僕は家の都合でとても育てる事が出来ない理由で年端も行かぬ頃に養子に出された、近隣の人たちに対してはそうなっているそうだ。苦渋の決断を装い、同情し優しく接してくれる周りの人々を騙すのは心苦しいと言っていたが、それらもまた全てこの左手の持つ運命のせいだった。この家に住んでいる事が絶対に他に知られぬよう生活することが僕の生きる、という事になった。
特別なことが無い限り閉め切られた戸や窓は無造作に目張りが施されていた。
「うん、大丈夫。いってらっしゃい」
そう小声で答えるのが精一杯だった。母は配給の牛乳を取りに朝から出かけるのだ。
きぃ、とドアが閉まり、ガチャ、ガシャン、ガゴン。と三重のロックが次々と掛けられていく音がする。製鉄場の一部を部屋としたため家のそれとはかけ離れた物騒なまでに厳重な玄関も、その改築そのものも、全てはキトリを守るための事だった。製鉄機械の騒音の中でも、何故かその音だけは毎回貫くようにキトリの耳にを刺激する。キトリはすっと心を静め、鉄板をノックするような甲高い母の足音を辿った。少しずつ遠ざかり、やがて聞こえなくなったのを確認して大きく安堵のため息をついた。

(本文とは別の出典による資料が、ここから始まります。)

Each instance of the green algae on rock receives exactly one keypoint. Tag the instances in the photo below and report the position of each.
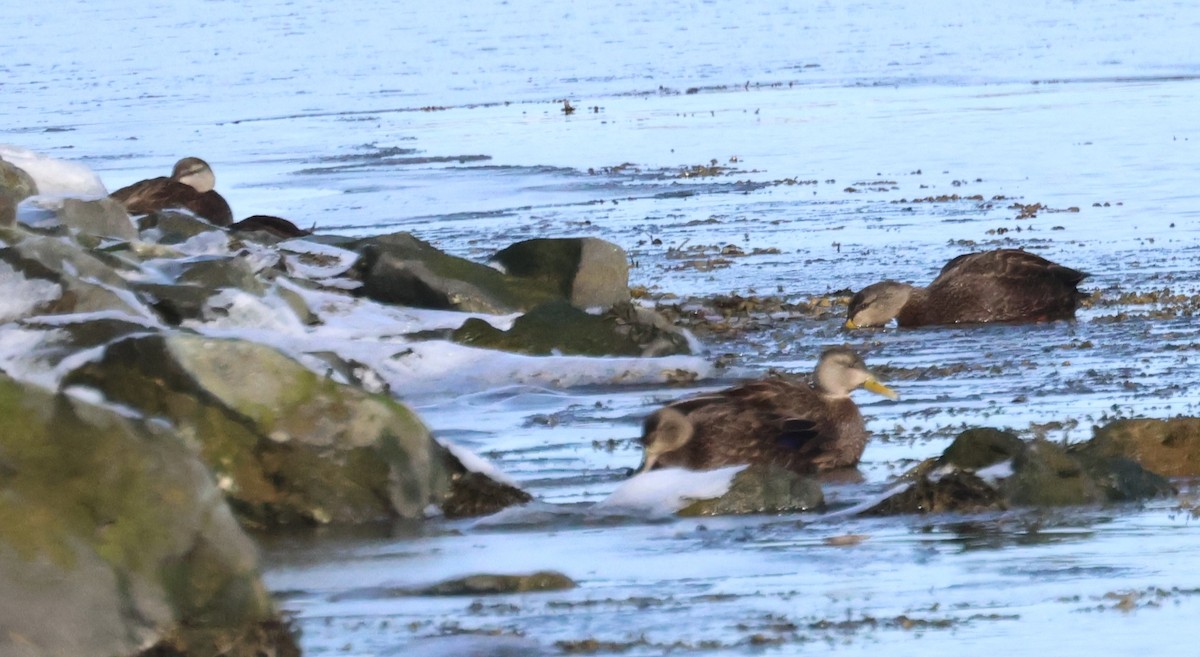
(1168, 447)
(114, 537)
(559, 327)
(287, 445)
(403, 270)
(762, 489)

父が朝食を済ませ立ち上がる。キトリは慌てて自分と父の皿を流し台に運び、製鉄場へ向かう父の背中を追って走った。
重たいドアをぎぃぃ、と開け、既に火を熾し始めていた父の傍に駆け寄った。
キトリの父は鉄を加工してパイプやドアなどを作っている。母は製鉄場へ行く事も許さないとキトリに『令』を出してはいるが、父もそれを知っていながら、付いて来ては薪を足したり鉄屑をかき集めてダストシュートに投げ込む作業を手伝うキトリに対して何かを言う事は無かった。さもそこにいるが当然の如く、作業が一区切り付く度にキトリの姿を見るくらいだった。
――母がキトリを製鉄場に行かせないとする理由は、父の右腕の斬傷痕にある。